According to the reactor of the present embodiment described above, contact with the current-carrying portion of the terminal block can be prevented regardless of the thickness of the cable connected to the reactor terminal block. As a result, it is possible to cope with the protection grade IP2X (protection of solid objects having a diameter of 12mm (12.5mm) or more, for example, protection of fingers) regardless of the thickness of the cable.

According to the reactor of the embodiment of the present invention, contact with the current-carrying portion of the terminal block can be prevented regardless of the thickness of the cable connected to the reactor terminal block.

Claims

1. A reactor is characterized in that a reactor body is provided,

the reactor is provided with a core main body,

the core main body includes: an outer peripheral portion iron core; at least three cores disposed in contact with or bonded to an inner surface of the outer peripheral core; and a coil wound around the at least three cores,

a gap capable of magnetic coupling is formed between one of the at least three cores and another of the at least three cores adjacent to the one core,

the reactor further has:

a terminal block including a terminal connected to the coil and connected to a cable via a conducting portion; and

a shock protection cover provided so as to cover the terminal block,

the electric shock protective cover includes an opening portion provided so as to allow the cable connected to the terminal to pass therethrough,

the terminal block includes a plate configured to close at least a part of the opening so that a finger does not contact the current-carrying portion in a state where the cable is connected to the terminal, and the plate is detachable according to a thickness of the cable.

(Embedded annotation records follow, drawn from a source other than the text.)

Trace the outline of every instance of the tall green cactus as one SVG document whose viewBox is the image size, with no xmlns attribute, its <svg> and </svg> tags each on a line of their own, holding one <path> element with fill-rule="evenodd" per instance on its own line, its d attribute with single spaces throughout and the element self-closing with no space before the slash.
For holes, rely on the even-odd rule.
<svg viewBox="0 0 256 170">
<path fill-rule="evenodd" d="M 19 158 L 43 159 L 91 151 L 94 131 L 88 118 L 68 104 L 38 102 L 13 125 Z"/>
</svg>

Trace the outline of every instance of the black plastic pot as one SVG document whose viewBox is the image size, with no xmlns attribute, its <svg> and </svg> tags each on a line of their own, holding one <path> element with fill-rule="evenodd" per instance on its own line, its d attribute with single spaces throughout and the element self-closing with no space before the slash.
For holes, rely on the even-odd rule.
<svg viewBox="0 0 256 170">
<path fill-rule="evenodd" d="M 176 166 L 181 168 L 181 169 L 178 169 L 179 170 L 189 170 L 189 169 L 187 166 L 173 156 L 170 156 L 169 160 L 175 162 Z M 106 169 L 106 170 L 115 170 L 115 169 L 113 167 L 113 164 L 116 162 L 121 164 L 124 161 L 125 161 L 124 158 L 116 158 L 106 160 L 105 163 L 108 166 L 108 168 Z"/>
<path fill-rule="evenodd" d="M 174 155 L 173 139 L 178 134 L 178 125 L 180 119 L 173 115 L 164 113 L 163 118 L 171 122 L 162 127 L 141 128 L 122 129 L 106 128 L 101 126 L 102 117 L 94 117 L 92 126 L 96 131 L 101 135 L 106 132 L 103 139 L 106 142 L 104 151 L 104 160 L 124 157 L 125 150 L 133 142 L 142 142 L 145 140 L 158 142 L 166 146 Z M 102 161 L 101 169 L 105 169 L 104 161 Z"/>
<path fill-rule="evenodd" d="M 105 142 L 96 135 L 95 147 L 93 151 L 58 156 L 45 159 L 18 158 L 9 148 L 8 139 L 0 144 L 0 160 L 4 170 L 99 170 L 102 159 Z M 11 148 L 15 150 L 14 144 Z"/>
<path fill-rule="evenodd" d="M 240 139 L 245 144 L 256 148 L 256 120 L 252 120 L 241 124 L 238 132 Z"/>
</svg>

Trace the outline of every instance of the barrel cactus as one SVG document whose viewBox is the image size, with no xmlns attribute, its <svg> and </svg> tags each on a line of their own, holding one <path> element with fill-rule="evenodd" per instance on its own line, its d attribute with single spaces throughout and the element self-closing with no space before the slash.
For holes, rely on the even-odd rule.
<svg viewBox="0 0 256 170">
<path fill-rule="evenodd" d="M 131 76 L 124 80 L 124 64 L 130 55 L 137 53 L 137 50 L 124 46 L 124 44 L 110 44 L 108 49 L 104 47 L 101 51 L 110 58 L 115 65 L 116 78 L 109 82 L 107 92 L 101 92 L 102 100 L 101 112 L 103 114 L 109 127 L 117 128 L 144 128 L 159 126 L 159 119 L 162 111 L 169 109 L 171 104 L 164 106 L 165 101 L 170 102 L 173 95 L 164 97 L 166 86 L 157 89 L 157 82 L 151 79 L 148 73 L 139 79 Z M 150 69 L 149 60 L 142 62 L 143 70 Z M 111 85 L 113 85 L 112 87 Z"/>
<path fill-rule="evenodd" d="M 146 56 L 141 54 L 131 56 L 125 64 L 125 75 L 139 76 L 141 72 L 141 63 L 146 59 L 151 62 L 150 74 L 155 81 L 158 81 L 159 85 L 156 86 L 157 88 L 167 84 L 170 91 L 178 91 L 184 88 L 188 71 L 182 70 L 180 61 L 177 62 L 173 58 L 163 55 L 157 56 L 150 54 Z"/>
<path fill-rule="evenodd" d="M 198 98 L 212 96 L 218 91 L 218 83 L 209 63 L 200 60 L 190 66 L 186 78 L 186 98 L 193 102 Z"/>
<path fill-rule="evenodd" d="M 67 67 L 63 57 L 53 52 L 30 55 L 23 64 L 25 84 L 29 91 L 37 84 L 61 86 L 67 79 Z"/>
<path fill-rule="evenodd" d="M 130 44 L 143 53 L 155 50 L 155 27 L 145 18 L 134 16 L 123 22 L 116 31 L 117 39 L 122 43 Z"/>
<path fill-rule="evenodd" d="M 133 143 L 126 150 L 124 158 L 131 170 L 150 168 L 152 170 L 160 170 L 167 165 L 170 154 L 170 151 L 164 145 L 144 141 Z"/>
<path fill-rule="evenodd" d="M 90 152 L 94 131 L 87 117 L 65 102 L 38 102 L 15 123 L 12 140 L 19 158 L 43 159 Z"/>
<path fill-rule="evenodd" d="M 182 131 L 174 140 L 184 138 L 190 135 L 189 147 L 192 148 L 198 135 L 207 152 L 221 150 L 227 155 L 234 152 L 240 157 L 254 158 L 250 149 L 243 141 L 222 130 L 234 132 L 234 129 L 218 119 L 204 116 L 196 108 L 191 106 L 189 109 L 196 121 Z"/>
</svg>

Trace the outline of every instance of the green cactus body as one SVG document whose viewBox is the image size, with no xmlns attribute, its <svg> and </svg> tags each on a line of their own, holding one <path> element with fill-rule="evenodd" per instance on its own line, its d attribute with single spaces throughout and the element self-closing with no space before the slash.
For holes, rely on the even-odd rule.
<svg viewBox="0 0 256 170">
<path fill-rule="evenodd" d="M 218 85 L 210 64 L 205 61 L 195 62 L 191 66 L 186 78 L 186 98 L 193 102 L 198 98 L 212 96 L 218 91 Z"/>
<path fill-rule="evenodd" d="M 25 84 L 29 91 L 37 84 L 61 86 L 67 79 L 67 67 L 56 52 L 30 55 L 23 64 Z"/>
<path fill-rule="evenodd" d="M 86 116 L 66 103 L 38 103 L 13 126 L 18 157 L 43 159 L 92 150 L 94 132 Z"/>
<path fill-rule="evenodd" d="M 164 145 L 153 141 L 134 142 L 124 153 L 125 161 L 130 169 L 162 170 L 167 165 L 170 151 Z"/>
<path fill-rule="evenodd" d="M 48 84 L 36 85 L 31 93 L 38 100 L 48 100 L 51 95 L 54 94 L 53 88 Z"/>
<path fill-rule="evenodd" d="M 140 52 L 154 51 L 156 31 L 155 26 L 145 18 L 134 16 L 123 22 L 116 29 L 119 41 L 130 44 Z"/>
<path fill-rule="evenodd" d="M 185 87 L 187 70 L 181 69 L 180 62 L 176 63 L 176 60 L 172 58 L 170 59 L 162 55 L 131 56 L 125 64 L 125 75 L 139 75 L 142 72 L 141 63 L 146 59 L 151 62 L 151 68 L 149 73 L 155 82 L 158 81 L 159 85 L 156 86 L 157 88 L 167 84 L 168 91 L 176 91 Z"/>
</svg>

2. The reactor according to claim 1,

the terminal block has a notch formed near the opening for disposing the board.

3. The reactor according to claim 1,

a recess is formed in the plate to match the shape of the cable.

4. The reactor according to claim 2,

a recess is formed in the plate to match the shape of the cable.

5. The reactor according to any one of claims 1 to 4,

disengaging the plate for a first condition that is: in a state where the cable is connected to the terminal, since the diameter of the cable is large, the opening is closed even if the plate is not present, and the finger does not contact the current-carrying portion,

for a second instance, the plate is installed, the second instance being: in a state where the cable is connected to the terminal, since the diameter of the cable is small, the opening is not closed and a finger is in contact with the current-carrying portion when the plate is not present.

6. A reactor is characterized in that a reactor body is provided,

the reactor is provided with a core main body,

the reactor further has:

a shock protection cover provided so as to cover the terminal block,

the terminal block includes a mounting portion to which an opening size adjustment member is detachably mounted according to the thickness of the cable, the opening size adjustment member being configured to close at least a part of the opening portion so that a finger does not contact the current-carrying portion in a state where the cable is connected to the terminal.